Jika dilihat dari berbagai sudut pandang, praktik pendidikan di Indonesia masih kurang dalam menerapkan pendidikan karakter. Dalam kapasitas pendidikan formal sendiri, pendidikannya cenderung berorientasi kepada hard skill atau pendidikan yang bersifat lebih mengembangkan kemampuan intelligence quotient (IQ). Di beberapa sekolah atau perguruan tinggi juga terkadang hasil belajar seorang murid hanya dilihat dari nilai hasil ujiannya, stigma 'Nilai Jelek Berarti Bodoh' sudah terlalu melekat di dalam otak masyarakat Indonesia.

Lulus tidaknya atau bagus tidaknya hasil ujian yang didapat selalu dijadikan acuan keberhasilan peserta didik dalam menjalani pembelajaran di sekolah. Jika seorang anak mendapatkan nilai yang rendah, pasti anak tersebut dilihat sebagai anak dengan kompetensi yang rendah, begitu pula sebaliknya. Hasil nilai ujian terkadang lebih diapresiasi ketimbang bagaimana proses seorang murid dalam mengerjakan ujian tersebut. Karena merasa guru dan orang sekitar lebih melihat hasilnya, maka tidak heran jika banyak murid yang rela melakukan kegiatan menyontek demi mendapatkan nilai yang tinggi.
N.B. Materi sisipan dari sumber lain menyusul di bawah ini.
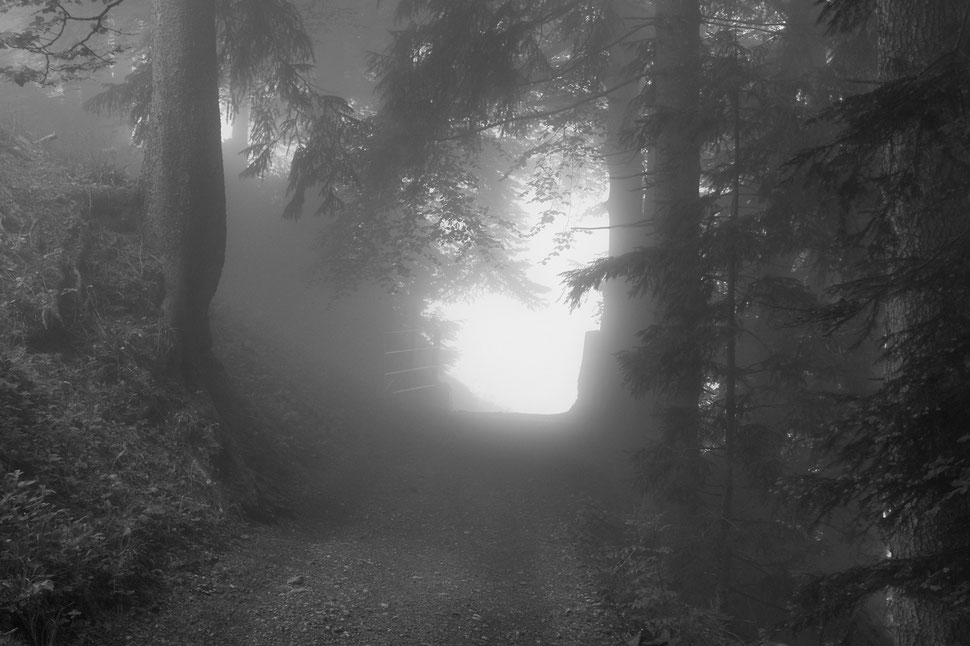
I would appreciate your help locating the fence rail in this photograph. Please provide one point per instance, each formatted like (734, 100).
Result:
(412, 360)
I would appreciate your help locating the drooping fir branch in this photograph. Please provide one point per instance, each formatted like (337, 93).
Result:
(61, 43)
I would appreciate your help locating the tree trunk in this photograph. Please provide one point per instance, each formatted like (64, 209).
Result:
(186, 201)
(603, 393)
(682, 299)
(913, 36)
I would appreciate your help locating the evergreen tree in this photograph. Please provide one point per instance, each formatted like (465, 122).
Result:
(898, 455)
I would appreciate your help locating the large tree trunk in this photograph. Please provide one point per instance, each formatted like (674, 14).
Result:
(926, 219)
(186, 207)
(682, 298)
(603, 393)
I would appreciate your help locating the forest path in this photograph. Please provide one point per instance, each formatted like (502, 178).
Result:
(430, 530)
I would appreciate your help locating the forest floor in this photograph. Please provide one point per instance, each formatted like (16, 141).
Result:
(445, 529)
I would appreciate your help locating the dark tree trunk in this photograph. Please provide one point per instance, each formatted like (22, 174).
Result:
(603, 392)
(926, 219)
(682, 298)
(186, 202)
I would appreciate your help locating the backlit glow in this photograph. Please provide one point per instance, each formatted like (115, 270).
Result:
(525, 360)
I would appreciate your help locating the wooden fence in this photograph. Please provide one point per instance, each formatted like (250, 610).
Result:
(412, 360)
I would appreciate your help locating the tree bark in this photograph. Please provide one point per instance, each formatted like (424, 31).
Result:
(913, 36)
(186, 201)
(602, 386)
(682, 299)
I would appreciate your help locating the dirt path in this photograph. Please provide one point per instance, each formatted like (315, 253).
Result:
(454, 530)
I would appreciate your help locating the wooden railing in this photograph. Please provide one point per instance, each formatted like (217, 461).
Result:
(412, 360)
Hal-hal kecil seperti kurangnya apresiasi dari guru terhadap proses belajar murid dapat memunculkan bibit-bibit krisis pendidikan karakter dan moral murid tersebut. Padahal peran guru sangatlah besar dan berpengaruh terhadap pembentukan karakter individu muridnya, karena guru merupakan orang tua murid di sekolah. Dengan sistem pendidikan yang hanya berfokus pada kemampuan IQ sudah terlihat jelas bahwa pendidikan di Indonesia kurang mengembangkan kemampuan soft skill yaitu emotional intelligence (EQ) dan spiritual intelligence (SQ), pendidikan di Indonesia kebanyakan hanya berorientasi pada aspek kognitif seorang murid.

Penanaman nilai-nilai karakter tidak bisa dilakukan secara instan karena penanaman nilai karakter perlu dilakukan melalui pendidikan yang kontinu atau berlanjut, jika dilakukan secara terpotong nilai-nilai baik karakter tidak akan tersampaikan hingga menjadi kebiasaan seorang murid. Dengan pendidikan karakter yang terus berlanjut maka nilai-nilai tersebut akan menjadi suatu kebiasaan sehingga tidak ada rasa keterpaksaan dalam karakter yang telah dipelajari tersebut.

Karakter pada dasarnya diperoleh melalui interaksi dengan orang tua, guru, teman, dan lingkungannya. Karakter juga dapat diperoleh dari hasil pembelajaran secara langsung ataupun melalui hasil pengamatan seseorang (Mardapi, 2017). Selain guru, peran orang tua dan keluarga juga sangat besar terhadap karakter anak. Bahkan bisa dikatakan keluarga maupun orang tua merupakan pendidikan karakter utama dan yang pertama bagi anak-anak.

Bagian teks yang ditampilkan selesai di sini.